Выбрать главу

Однако населить место можно, лишь позволив себе быть населенным им. Однако населять место - это не то же самое, что принадлежать к нему. Рождение в стране происхождения - это случайность, которая, однако, не снимает с субъекта всякой ответственности.

Если уж на то пошло, то нет никакого секрета, который бы скрывало рождение как таковое. Рождение предлагает лишь фикцию мира, который уже прошел, несмотря на все наши попытки прикрепить его ко всему, что мы почитаем: обычаю, культуре, традиции, ритуалам, набору масок, в которые облачен каждый из нас.

В пределе "специфика человека" заключается в том, что он не принадлежит ни к какому конкретному месту, поскольку этот человек, являющийся соединением других живых существ и других видов, принадлежит всем местам вместе.

Научиться постоянно переходить из одного места в другое - таков должен быть его проект, поскольку это, в любом случае, его судьба.

Но переходить из одного места в другое - значит вступать с каждым из них в двойственные отношения солидарности и отстраненности. Этот опыт присутствия и дистанции, солидарности и отстраненности, но никогда не безразличия - назовем его этикой прохожего.

Это этика, которая гласит, что только удаляясь от места, человек может лучше его назвать и заселить.

Разве возможность жить и свободно передвигаться не является непременным условием разделения мира, или того, что Эдуард Глиссан назвал "мировым отношением"? На что может быть похожа человеческая личность помимо случайностей рождения, национальности и гражданства?

Было бы неплохо дать исчерпывающий ответ на все эти вопросы. Остается констатировать, что будущее мышление обязательно будет связано с прохождением, переходом, движением. Это мышление будет о текучей жизни, о проходящей жизни, которую мы стремимся перевести как событие. Это мышление будет не об избытке, а об излишке, то есть о том, что, не имея цены, должно избегать жертв, расходов, потерь.

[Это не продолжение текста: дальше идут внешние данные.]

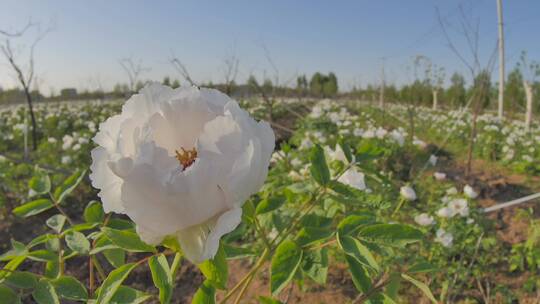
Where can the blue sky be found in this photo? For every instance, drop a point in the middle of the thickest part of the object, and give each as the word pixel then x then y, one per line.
pixel 346 37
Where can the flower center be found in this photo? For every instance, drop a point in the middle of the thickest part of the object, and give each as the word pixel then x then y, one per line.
pixel 186 157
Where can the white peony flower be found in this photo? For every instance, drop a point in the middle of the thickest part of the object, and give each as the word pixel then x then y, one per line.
pixel 433 160
pixel 451 191
pixel 336 154
pixel 353 178
pixel 407 193
pixel 443 237
pixel 469 192
pixel 439 175
pixel 66 159
pixel 424 219
pixel 446 212
pixel 181 163
pixel 459 206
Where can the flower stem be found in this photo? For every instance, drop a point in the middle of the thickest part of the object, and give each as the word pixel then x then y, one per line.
pixel 175 265
pixel 246 278
pixel 401 202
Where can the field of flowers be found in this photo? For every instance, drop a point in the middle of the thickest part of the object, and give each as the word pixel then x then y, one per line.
pixel 354 208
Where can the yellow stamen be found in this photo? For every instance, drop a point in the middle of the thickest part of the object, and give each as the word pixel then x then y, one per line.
pixel 186 157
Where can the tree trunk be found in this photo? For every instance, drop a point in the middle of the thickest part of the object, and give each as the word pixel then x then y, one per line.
pixel 529 96
pixel 435 99
pixel 32 118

Для того чтобы сформулировать такое мышление, необходимо признать, что Европа, которая так много дала миру и так много взяла в свою очередь, часто силой и уловками, больше не является мировым центром притяжения. Европа больше не является тем местом, куда мы должны идти, чтобы найти решения вопросов, которые мы ставим здесь. Она больше не является фараоном мира.

Но означает ли то, что Европа перестала быть центром притяжения, что европейский архив исчерпан? И вообще, был ли этот архив когда-нибудь продуктом конкретной истории? Поскольку на протяжении нескольких веков история Европы смешивалась с историей мира, а история мира, в свою очередь, смешивалась с историей Европы, не следует ли из этого, что этот архив принадлежит не только Европе?

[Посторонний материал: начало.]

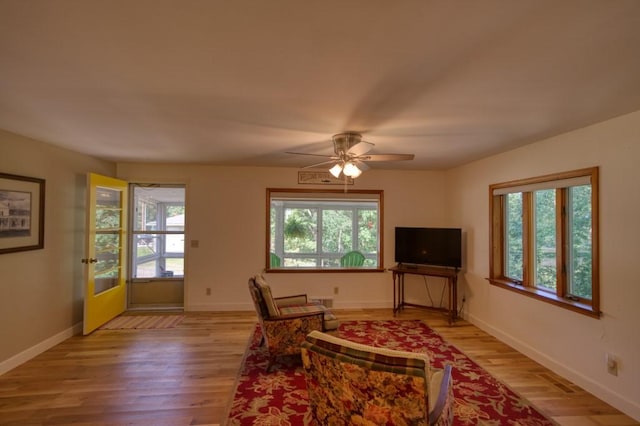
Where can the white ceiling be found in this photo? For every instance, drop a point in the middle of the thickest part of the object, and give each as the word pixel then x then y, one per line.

Поскольку в мире больше нет только одной аптеки, речь идет о том, как мы можем населить все ее скопления (faisceaux), как мы можем избежать отношений без желания и опасностей общества вражды. Начиная с множества мест, речь идет о том, чтобы проследить в стихах, как можно более ответственно, учитывая, что все мы являемся правомочными сторонами, но в условиях полной свободы и, где это необходимо, отстраненности. В этом процессе, который влечет за собой перевод, а также конфликты и неправильное понимание, будут решены некоторые вопросы. Затем в относительной ясности проявятся требования, если не возможной универсальности, то, по крайней мере, идеи Земли как того, что является общим для нас, как нашего общего состояния.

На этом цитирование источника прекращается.